Speaking at Viva Tech Paris on Thursday, Stéphane Bout, the firm’s France leader and senior partner at QuantumBlack, AI – McKinsey’s data and analytics branch – said the software industry is on the cusp of a fundamental transformation.
“Agentic AI can plan, execute, test and debug code with minimal human intervention”, he said. “We’re moving from assistive tools to collaborative agents”.
Agentic AI refers to autonomous software systems that can reason and make decisions, acting independently of traditional software development lifecycles. This makes them far beyond today’s code autocomplete tools.
These systems are capable of goal-oriented behaviour; they can take a user’s high level objective and automatically break it down, generate code and fix it, test it, and so on.
Often, this is even done without direct step by step instructions.
A shift in the engineer’s role
This evolution is happening at a rapid pace, said Eiso Kant, co-founder and chief tech officer of Poolside, at the event.
“We’re entering an era where writing code might no longer be the primary task of a software engineer”, he said. “In the near future, engineers will help design goals and set constraints, as well as supervise intelligent agents that handle the execution”.

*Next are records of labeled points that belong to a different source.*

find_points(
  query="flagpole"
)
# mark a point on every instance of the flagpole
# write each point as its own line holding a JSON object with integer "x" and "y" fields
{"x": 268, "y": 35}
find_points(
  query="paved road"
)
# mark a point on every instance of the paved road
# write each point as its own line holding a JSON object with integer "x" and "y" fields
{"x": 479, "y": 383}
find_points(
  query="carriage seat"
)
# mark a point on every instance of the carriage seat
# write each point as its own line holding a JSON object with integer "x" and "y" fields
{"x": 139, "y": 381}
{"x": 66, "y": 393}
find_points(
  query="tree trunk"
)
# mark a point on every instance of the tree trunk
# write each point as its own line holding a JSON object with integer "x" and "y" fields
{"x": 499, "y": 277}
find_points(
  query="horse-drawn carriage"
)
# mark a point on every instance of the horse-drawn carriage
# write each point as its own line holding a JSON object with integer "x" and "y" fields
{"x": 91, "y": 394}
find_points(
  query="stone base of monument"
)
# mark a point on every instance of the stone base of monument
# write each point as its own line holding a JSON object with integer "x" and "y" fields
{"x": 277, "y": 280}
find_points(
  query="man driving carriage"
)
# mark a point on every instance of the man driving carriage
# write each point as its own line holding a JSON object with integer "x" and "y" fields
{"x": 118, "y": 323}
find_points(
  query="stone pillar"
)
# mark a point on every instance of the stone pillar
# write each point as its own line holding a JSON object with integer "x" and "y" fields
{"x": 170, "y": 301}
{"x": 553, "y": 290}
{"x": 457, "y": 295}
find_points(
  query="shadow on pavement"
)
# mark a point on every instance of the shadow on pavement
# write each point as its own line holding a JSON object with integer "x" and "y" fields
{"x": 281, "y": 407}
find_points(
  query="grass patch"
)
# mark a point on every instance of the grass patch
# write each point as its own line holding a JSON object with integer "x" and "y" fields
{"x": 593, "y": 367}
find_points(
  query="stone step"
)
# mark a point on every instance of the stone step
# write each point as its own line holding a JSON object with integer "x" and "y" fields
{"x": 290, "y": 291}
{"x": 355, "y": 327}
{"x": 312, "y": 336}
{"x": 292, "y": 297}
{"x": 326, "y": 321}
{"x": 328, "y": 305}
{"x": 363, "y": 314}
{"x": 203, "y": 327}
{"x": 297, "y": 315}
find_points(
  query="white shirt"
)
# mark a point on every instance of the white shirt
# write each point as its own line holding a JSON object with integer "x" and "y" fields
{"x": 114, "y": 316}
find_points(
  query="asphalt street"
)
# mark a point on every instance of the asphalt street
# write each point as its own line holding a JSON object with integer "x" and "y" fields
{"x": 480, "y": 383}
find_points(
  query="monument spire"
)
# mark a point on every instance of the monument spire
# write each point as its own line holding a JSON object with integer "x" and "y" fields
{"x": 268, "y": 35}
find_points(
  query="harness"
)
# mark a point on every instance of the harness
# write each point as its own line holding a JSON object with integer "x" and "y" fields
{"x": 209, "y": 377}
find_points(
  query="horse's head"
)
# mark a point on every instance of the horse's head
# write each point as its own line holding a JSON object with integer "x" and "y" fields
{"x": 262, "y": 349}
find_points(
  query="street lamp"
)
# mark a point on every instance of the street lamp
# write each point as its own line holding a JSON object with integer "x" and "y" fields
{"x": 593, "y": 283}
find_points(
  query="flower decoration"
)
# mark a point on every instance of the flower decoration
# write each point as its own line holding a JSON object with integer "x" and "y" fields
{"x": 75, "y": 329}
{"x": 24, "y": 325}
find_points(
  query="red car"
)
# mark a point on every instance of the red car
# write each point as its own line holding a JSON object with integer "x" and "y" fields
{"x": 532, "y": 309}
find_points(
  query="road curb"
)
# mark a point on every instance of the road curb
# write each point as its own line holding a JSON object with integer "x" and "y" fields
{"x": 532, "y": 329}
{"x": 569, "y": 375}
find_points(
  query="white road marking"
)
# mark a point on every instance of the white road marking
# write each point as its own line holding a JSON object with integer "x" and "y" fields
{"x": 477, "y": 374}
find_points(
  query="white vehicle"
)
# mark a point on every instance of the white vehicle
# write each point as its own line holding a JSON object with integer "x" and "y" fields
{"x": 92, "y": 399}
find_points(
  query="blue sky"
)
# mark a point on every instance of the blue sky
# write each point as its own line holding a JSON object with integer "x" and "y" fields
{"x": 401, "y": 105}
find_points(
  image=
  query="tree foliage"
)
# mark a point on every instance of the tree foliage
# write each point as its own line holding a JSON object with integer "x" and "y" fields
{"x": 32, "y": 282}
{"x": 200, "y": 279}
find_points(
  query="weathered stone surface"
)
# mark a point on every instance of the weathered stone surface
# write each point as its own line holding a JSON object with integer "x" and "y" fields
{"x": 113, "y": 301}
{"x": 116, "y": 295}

Bout added that this shift will generate a high demand for new skills: “The engineer of tomorrow is more of a system designer and strategic thinker than someone focued on syntax or boilerplate code”.
The result could be significant productivity gains. “Agentic AI opens the door to tenfold engineering productivity”, said Brout, who assured that it is not about replacing engineers, but removing the bottlenecks that slow them down.
Devine Pasta, chief executive of software at Siemens, pointed to real world applications already taking shape in infrastructure and industrial environments.
“In mobility and infrastructure, agentic AI could reduce downtime proactively fixing code before issues arise”, she said. “It’s not just about speed, its about reliability”.
But the speakers cautioned that agency must also come with oversight, pointing to a vast difference between code completion and decision making autonomy.
“If agents are acting independently, we need to ensure they are operating within trusted guardrails”, added Kant.
The panel concluded that the future of software lies in delegation – not of control, but of complexity.